Annual report pursuant to Section 13 and 15(d)

Stockholders' Equity (Tables)

v3.21.1
Stockholders' Equity (Tables)
12 Months Ended
Dec. 31, 2020
Equity [Abstract]  
Summary of Terms of Series D Preferred Stock

The terms of the Series D Preferred Stock are as follows:

 

Stated Value   $1,000 per share, subject to increase for (a) any capitalized dividends and (b) on June 30, 2020 (and each six-month anniversary thereafter), the Stated Value shall increase by 5%.
     
Dividends:   The Series D Preferred Stock shall participate with any dividends paid to the holders of common stock. In addition, from now until June 30, 2020, shall accrue dividends at a rate of 8% per annum and from June 30, 2020 and thereafter, at 12% per annum, which shall capitalize to the stated value of the Series D Preferred Stock on a monthly basis. Upon the occurrence of certain triggering events, the Series D Preferred Stock shall accrue additional dividends at a default rate set forth in the definitive documentation.
     
Conversion Price:   The Investor may elect to convert the Series D Preferred Stock into shares of common stock at a conversion price (the “Conversion Price”) equal to $1.00 per share. The Conversion Price of the Series D Preferred Stock shall be subject to customary adjustments for stock splits, dividends, recapitalizations and similar events. The Series D Preferred Stock shall be alternatively convertible at the Alternate Conversion Price (as defined in our previously outstanding notes (the “Existing Notes”).
     
Voting Rights   Series D Preferred Stock vote together on all matters as a class, with the approval of a majority of the Series D Preferred Stock required to amend or waive any term or condition of the Series D Preferred Stock.
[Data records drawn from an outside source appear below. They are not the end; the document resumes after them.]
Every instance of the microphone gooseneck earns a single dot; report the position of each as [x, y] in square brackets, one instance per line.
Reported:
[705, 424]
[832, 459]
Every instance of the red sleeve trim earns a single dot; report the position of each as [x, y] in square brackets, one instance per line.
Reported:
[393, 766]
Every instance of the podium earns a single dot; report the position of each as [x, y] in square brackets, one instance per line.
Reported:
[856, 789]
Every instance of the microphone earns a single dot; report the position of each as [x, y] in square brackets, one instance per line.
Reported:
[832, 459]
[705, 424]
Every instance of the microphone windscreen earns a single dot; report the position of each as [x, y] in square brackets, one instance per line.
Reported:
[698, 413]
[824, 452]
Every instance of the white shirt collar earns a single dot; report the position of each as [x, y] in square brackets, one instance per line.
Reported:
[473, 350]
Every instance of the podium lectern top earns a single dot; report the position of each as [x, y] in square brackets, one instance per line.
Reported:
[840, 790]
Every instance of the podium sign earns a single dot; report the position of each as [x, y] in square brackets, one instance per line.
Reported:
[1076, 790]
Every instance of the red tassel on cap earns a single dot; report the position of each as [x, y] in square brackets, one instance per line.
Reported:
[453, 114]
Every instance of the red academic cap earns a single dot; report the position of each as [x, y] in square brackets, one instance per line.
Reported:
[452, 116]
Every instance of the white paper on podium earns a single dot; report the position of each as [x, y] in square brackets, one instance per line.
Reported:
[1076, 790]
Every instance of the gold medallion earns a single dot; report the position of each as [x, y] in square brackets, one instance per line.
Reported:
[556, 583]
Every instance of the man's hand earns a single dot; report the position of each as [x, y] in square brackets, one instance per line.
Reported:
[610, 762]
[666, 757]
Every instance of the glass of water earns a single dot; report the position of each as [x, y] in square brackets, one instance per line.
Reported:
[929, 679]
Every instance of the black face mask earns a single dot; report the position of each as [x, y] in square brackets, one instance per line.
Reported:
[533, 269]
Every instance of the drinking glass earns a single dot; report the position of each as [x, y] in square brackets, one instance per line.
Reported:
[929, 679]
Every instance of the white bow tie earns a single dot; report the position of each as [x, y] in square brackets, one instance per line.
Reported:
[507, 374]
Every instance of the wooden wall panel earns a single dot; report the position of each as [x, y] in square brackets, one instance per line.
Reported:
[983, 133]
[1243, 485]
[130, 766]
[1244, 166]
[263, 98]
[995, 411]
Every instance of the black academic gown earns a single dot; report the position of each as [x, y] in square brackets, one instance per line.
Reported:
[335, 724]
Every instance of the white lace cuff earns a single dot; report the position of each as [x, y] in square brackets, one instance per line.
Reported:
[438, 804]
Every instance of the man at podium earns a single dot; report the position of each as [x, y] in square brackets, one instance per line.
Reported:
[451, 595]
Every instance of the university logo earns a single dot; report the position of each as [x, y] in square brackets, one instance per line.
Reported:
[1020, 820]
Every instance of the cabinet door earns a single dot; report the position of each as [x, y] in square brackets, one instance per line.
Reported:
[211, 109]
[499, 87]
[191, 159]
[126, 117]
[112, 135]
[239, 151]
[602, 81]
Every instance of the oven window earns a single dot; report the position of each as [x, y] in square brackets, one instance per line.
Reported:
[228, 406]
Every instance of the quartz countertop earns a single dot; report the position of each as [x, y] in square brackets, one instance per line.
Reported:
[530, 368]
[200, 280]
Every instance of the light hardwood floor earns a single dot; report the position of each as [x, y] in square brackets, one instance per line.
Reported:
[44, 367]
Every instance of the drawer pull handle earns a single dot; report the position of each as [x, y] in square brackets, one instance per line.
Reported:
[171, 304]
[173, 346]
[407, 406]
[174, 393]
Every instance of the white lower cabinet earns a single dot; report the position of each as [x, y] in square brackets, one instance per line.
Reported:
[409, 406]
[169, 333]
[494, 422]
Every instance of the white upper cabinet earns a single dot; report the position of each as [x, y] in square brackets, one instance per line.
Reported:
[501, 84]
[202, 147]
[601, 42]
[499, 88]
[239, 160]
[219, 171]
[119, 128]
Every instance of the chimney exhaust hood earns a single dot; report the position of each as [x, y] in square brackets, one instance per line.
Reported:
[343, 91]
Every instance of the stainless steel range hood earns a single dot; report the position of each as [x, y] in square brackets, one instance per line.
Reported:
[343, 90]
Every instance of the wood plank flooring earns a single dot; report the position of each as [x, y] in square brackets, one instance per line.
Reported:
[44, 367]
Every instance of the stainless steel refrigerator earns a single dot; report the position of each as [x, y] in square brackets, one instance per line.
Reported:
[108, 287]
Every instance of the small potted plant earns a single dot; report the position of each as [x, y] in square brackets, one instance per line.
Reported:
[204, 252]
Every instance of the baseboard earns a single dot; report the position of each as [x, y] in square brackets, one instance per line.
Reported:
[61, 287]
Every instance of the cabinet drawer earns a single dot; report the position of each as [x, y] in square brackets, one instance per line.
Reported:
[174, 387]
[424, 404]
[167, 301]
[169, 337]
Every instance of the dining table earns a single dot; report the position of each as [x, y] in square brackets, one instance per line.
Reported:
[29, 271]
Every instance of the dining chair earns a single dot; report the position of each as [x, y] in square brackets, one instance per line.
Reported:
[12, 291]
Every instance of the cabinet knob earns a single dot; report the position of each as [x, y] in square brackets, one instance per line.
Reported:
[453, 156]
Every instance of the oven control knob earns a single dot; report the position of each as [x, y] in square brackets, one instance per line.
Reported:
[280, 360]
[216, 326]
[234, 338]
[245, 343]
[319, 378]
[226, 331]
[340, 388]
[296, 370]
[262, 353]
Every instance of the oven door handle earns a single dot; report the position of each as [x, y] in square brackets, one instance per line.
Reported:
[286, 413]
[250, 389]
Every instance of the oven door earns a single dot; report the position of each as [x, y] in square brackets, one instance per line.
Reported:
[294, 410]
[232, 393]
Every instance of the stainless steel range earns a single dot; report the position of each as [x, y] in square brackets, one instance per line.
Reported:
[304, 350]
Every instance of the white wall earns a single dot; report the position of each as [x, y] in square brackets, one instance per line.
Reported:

Series D Preferred Stock shall vote on an as-converted basis with the holders of common stock on all matters (subject to applicable ownership blockers, including not exceeding 19.9% in any event). 
     
Company Exchange Right   The Company shall have the right to exchange the Series D Preferred Stock, at its option back into senior secured convertible notes in the form of the Existing Notes, at any time, with such New Exchange Notes having an initial outstanding amount equal to the stated value, accrued and unpaid dividends and any other amounts outstanding with respect to such Series D Preferred Stock subject to such exchange. 
     
Limitations on Beneficial Ownership:   Notwithstanding anything herein to the contrary, no Preferred Stock of any Investor shall be issued or shall be convertible if after such conversion such Investor would beneficially own more than 4.99% of the shares of common stock then outstanding (as defined under Section 13(d) of the Securities Act of 1933, as amended). 
     
Exchange Cap   The Series D Preferred Stock shall share the Exchange Cap of the August 19, 2019 Series A Note and Series B Note and, to the extent the Existing Notes have been converted into 19.9% of the common stock, shall not be convertible until such time as stockholder approval has been obtained and/or additional shares of common stock are eligible to be converted thereunder in compliance with the rules and regulations of the Principal Market.